Hundreds of bridges and roads are impassable or closed throughout the region and thousands of flights have been cancelled at major airports. Important access tunnels to New York City were flooded or shut down, as was the transit system for the nation's largest city.
"The days ahead are going to be very difficult," Gov. Martin O'Malley of Maryland said. "There will be people who die and are killed in this storm."
News reports have estimated the death toll from the storm so far at 16, including: a man and a woman in Morris County, N.J., who died when a tree fell onto their car; two boys in North Salem, N.Y., ages 11 and 13, who perished when a tree collapsed on their house; and Claudene Christiane, a crew member of the tall ship H.M.S., which sank off the North Carolina coast.
For the millions now without power, preparation will have been key, said one expert.

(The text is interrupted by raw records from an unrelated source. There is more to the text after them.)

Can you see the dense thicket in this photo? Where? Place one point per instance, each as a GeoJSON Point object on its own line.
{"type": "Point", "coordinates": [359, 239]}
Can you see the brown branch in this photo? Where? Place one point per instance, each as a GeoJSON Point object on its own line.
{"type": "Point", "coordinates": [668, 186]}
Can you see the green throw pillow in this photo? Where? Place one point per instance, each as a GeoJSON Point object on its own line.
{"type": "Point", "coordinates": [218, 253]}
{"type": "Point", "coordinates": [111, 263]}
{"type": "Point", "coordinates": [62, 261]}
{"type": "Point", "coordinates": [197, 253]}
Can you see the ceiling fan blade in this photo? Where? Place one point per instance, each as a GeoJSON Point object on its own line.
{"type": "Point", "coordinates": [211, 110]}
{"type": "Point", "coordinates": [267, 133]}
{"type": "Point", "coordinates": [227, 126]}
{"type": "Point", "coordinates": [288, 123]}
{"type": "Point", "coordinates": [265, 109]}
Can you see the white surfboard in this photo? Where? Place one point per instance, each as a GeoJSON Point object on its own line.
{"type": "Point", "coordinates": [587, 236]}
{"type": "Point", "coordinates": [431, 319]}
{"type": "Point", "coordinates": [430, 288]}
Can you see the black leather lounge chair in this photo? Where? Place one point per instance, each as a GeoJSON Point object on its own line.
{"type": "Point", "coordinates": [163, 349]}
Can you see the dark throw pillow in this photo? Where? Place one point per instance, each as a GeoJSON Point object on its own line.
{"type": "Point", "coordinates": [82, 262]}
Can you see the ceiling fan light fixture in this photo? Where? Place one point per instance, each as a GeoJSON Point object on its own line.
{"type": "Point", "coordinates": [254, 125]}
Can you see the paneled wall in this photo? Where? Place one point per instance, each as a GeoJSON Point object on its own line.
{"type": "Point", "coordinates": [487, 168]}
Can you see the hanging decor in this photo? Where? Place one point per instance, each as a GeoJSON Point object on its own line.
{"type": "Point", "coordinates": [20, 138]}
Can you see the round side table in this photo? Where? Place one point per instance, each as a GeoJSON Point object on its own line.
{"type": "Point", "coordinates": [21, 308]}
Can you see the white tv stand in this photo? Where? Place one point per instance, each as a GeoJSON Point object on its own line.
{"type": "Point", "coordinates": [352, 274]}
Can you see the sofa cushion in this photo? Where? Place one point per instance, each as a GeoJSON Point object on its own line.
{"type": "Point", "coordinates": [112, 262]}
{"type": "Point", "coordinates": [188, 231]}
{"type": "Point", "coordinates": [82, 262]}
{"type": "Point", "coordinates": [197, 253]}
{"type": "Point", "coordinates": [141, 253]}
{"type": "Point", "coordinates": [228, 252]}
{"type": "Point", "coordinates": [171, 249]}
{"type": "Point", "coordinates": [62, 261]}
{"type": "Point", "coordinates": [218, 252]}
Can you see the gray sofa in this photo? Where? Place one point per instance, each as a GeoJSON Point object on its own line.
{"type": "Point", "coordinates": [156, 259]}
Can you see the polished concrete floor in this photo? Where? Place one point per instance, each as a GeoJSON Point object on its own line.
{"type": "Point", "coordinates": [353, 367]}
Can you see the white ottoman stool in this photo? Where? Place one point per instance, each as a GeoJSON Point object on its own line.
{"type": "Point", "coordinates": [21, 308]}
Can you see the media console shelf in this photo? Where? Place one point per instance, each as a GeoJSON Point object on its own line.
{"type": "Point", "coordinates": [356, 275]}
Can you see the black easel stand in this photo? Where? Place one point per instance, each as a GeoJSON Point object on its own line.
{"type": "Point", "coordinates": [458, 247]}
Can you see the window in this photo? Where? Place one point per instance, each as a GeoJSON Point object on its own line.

Dr. Robert Glatter, an emergency medicine physician at Lenox Hill Hospital in New York City, said its important to have stockpiles of prescription medicines, special medical supplies, nonperishable foods -- baby formula and pet foods, too -- as well as emergency essentials.
"Be prepared to be self-sufficient for one to five days without access to grocery stores," Glatter said.
Experts also advised that local authorities must be told about any elderly, disabled or bedridden people who might need emergency assistance. Find out where your community's emergency shelters are.
If you evacuate, Glatter said it's important to have a ready-made kit or "go bag," including extra eyeglasses, sanitized baby bottles and diapers. People with diabetes should keep extra insulin on hand and a ready supply of snacks in case their sugar levels drop, he said. Store insulin or any liquid antibiotics on ice or cold packs during power failures, he suggested.
To be on the safe side, assemble a one- to two-week supply of prescription medications, Glatter said. And "stay connected -- have a list of your doctors with their contact information."
Keep emergency phone numbers near every phone and in your cellphone "contacts" list.
"Have coins and cash available, too," Glatter said.
In terms of hurricane supplies, the U.S. Centers for Disease Control and Prevention suggested the following:
- Three to five days' worth of water, about five gallons per person, in clean containers and three to five days' worth of nonperishable food.
- Well-stocked first-aid kits for your home and car. The car also needs maps, food, blankets and basic tools such as pliers and tape.
- Charged cellphones, flashlights, a battery-powered radio and extra batteries.
- Extra blankets or sleeping bags.
- Soaps, toothpaste and other personal hygiene necessities. Also, paper towels or baby wipes for personal cleaning if showering or bathing isn't possible.
- Water-purifying supplies such as chlorine or iodine tablets or unscented household chlorine bleach.
- A fire extinguisher that all in the family know how to use.
But no matter how hard the winds howl, "Don't panic -- try to take things one step at a time," said Glatter. "Practice slow abdominal breathing if you feel overwhelmed during the storm."